3 Security Threat Mechanism

Generally, outsourcing computation is not completely satisfying; there is some preliminary cause for handling the privacy and security factors during the data analysis like user privacy and revealing the data content. It should predict and handle security threats. Thus, it reduces the risk of avoiding privacy and data security [23]. Two diverse threats are considered in the CC environment. First are the external attackers that include threats of hardware attacks and remote software in CC. It uses various kinds of approaches like malware attacks and network overlapping to evaluate unauthorized data and server intrusion. Secondly, security threat is identified from the internal participants. When the user submits the computational tasks, the computational process and data are generally controlled. Therefore, cloud server mortality plays a substantial role in data privacy and security [24]. Moreover, the server does not as a trustful environment. It shows that the server can handle the computational tasks inappropriately and pretends to learn the realistic features. Based on the server’s nature, some users need to categorize the adversarial models into two diverse levels: semi-honest and honest level [25]. In the former model, the server carries out the functionality with the essential computational process, however, crucial regarding the sensitive user's information. The malicious servers move against the computational power and attain certain benefits [26]. There are two kinds of threats like internal and external attacks that destroy the user’s integrity and confidentiality. Figure 1 depicts the security-based cloud system model.

Fig. 1
figure 1

Security-based cloud system model

  1. (a)

    Need for secure outsourcing computation: The security information is also substantially essential in various computational schemes and the efficiency specifies the communication and computational cost for performing the task outsourcing. The evaluation process includes three diverse factors like access controllability, data integrity, and data confidentiality [27]. Here, confidentiality specifies the competency to preserve the user's data to be exposed in the CC environment or to unauthorized parties. Data integrity specifies the fulfilment of data correctness and completeness. It is also termed as the data check ability and verification. Finally, access controllability is a property that executes the permission process towards the valid users and restricts the set of users to attain the computational outcomes and predict the data sources from the data owners. It is a fine-grained process that offers feasible access control mechanisms and thus shows higher significance towards reality and theory.

  2. (b)

    Essential requirements: Another pre-dominant requirement for computational outsourcing is the system performance. It is due to the higher computational cost and it selects the outsourcing of various complex tasks over the cloud environment [28]. The significant factors to evaluate the system efficiency are computational overhead before and after the outsourcing process, i.e., verification, processing, encryption and decryption, and communication cost during the transmission process.

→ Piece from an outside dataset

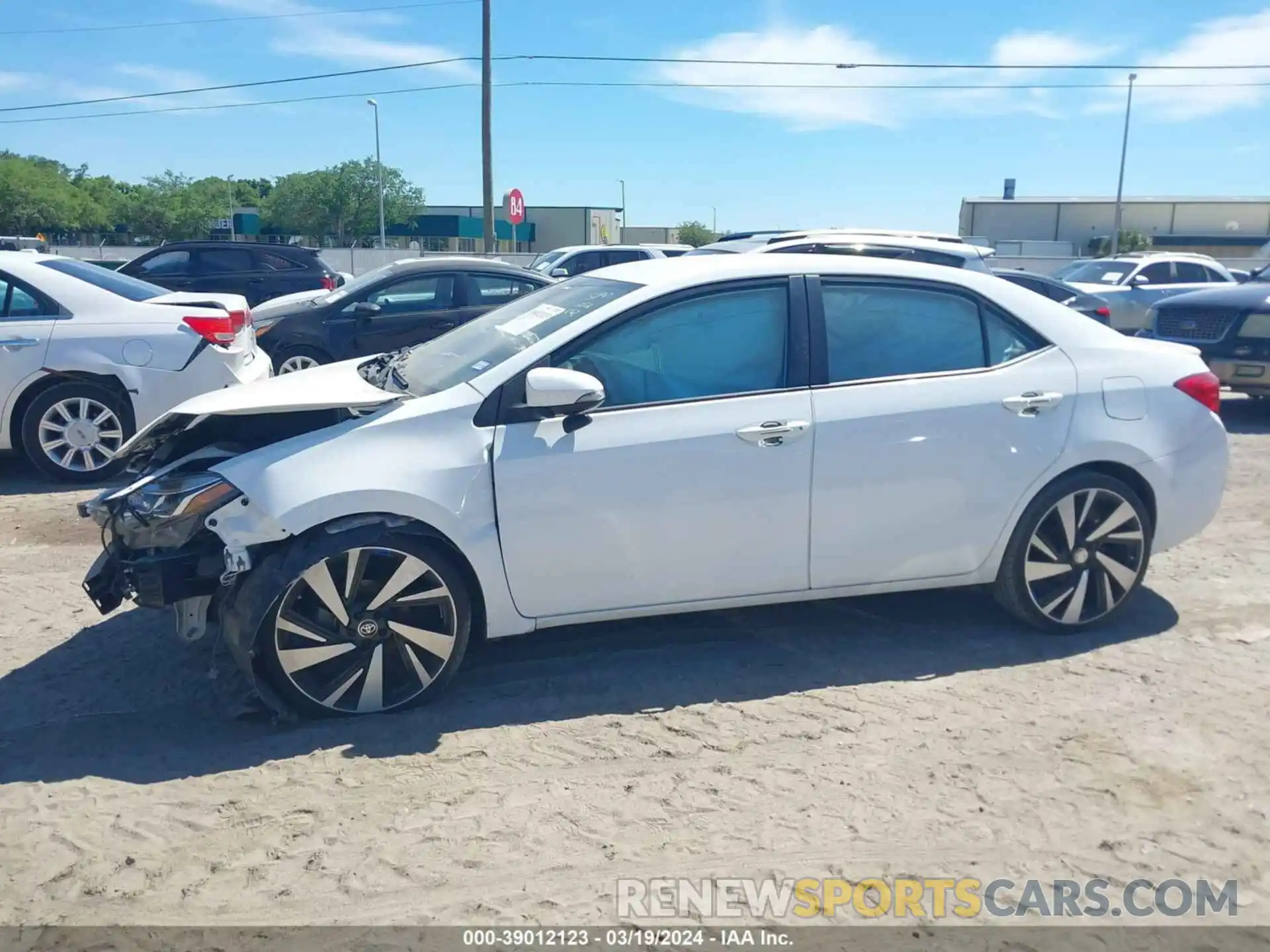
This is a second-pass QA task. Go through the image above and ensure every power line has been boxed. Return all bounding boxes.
[7,54,1270,113]
[0,0,480,37]
[7,80,1270,126]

Moreover, outsourcing needs to attain the requirements essentially and shows huge effect over the CC environment which is more impractical. Generally, security needs added operational support and diminish efficiency [29]. However, an excess process with high efficiency generally causes insufficient security factors. Therefore, superior and feasible performance is generally considered to offer a superior trade-off between efficiency and security. Also, it is a huge inspiration to model the design algorithm efficiently. It provides an extensive scope on the certain computational process with the application-specific and fundamental process as the outsourcing process shows limited functionalities.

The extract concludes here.